Georgia Frank

Overview

Georgia Frank is the Charles A. Dana Professor of Religion at Colgate University. Her research interests focus on sacred stories, the senses, and materiality in the first six hundred years of Christianity. She first became fascinated by Mediterranean religions through archaeological fieldwork and study in Italy, Turkey, Greece, and Egypt. Her books include The Memory of the Eyes: Pilgrims to Living Saints in Christian Late Antiquity (University of California Press, 2000) and The Garb of Being: Embodiment and Other Pursuits of Holiness in Late Ancient Christianity, co-edited with Andrew S. Jacobs, and Susan R. Holman (Fordham University Press, 2020.) She has also published several articles on the intersection of the emotions and the imagination in lay (non-monastic) Christian rituals and song. While at Cornell, she will pursue a project titled "Making and Doing Emotions in Late Ancient Christianity," a book-length project on how lay Christians learned to reenact and fabricate specific emotions at home and in other ritual spaces in the centuries following the new religion's legalization in the eastern Mediterranean.

Research Focus

Feeling Christian: The Reeducation of the Emotions among the Laity in Christian Late Antiquity

Despite a tendency to think of emotions as private or interior states, emotions in antiquity were crafted, performed, and public. Making emotions was at the heart of ancient education, persuasion, and spectacle. Young elites were tutored in making impersonating mythic and historical figures through stirring speeches. Trial lawyers swayed jurors to pity (or anger) by conjuring the impassioned voices of the victims. The chorus in Greek tragedy drew audiences to feel collective emotions. And public funeral processions embodied for spectators a kinesthetic grief. In short, the circulation and fabrication of emotions defined public life in Mediterranean antiquity.

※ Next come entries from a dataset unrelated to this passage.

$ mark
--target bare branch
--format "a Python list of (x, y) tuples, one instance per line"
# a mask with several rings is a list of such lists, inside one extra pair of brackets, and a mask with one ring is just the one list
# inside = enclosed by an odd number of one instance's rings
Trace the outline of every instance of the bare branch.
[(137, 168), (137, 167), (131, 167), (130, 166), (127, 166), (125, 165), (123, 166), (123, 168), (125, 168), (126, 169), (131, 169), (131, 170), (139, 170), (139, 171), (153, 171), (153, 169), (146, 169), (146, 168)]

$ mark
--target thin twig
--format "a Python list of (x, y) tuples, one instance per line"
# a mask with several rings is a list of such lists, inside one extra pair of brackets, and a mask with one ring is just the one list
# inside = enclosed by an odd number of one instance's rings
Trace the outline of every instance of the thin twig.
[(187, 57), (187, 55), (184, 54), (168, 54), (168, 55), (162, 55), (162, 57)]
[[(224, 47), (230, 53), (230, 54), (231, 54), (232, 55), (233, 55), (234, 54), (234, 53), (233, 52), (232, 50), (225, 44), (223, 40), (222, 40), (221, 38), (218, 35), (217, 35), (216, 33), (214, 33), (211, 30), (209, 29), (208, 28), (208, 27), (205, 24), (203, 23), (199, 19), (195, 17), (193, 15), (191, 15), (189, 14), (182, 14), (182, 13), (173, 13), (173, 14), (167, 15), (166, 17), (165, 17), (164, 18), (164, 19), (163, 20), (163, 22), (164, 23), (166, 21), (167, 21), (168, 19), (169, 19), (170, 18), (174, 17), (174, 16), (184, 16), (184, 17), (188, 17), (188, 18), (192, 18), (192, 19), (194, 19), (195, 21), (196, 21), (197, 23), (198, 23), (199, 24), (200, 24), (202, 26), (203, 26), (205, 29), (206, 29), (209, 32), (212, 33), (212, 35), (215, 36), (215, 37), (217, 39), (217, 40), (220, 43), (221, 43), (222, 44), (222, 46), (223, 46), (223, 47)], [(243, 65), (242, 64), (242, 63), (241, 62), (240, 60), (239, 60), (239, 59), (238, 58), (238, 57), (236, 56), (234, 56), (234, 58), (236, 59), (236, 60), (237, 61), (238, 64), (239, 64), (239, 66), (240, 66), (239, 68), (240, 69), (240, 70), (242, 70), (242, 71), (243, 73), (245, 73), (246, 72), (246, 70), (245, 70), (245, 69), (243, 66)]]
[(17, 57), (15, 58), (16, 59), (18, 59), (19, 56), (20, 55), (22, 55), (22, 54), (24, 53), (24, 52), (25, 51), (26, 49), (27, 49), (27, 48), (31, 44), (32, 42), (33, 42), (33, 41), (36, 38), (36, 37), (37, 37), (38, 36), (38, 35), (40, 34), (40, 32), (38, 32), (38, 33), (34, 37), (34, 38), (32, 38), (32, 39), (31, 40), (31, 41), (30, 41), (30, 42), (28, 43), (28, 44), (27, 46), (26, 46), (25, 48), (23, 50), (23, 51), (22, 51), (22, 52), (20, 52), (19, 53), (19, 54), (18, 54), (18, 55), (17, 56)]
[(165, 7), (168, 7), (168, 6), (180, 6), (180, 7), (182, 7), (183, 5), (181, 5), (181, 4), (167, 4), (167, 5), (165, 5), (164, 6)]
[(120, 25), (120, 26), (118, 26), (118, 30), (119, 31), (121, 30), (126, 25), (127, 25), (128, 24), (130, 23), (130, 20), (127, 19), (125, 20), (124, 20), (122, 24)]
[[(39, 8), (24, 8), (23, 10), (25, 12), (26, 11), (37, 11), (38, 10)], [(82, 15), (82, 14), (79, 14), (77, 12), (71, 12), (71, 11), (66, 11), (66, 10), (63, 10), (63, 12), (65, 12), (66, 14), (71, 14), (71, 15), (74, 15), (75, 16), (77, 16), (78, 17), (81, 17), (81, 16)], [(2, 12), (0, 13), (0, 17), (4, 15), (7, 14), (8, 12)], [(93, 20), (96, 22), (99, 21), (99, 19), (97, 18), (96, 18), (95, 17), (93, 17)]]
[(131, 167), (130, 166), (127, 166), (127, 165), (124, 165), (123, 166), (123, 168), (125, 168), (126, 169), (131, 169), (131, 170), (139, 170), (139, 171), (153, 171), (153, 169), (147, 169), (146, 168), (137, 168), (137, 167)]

Within this wider culture of reenacting and fabricating emotions, how are we to understand the emotions of ancient Christians? As a fellow at the Society for the Humanities, I would complete a book on the role of the emotions in the formation of Christian lay identity in the fourth through sixth centuries. Titled “Feeling Christian: The Reeducation of the Emotions among the Laity in Christian Late Antiquity,” the book examines how Greek-speaking Christians during the fourth through sixth centuries fabricated emotional states. As I suggest, the built environment and its ritual use had a hand in making emotions. So too did songs and sermons composed for these groups. Each chapter focuses on discrete spaces where emotions were created, conjured, or combined, and the role of Christian storytelling and ritual in guiding emotions. I consider how baptisteries, churches, streets (processions), and tombs were made into spaces in which ordinary (i.e., women, non-monastic, and/or non-ordained) Christians learned together to feel, sing, move, reenact, and embody a mix of emotions in the centuries following the new religion’s legalization in the Roman Empire.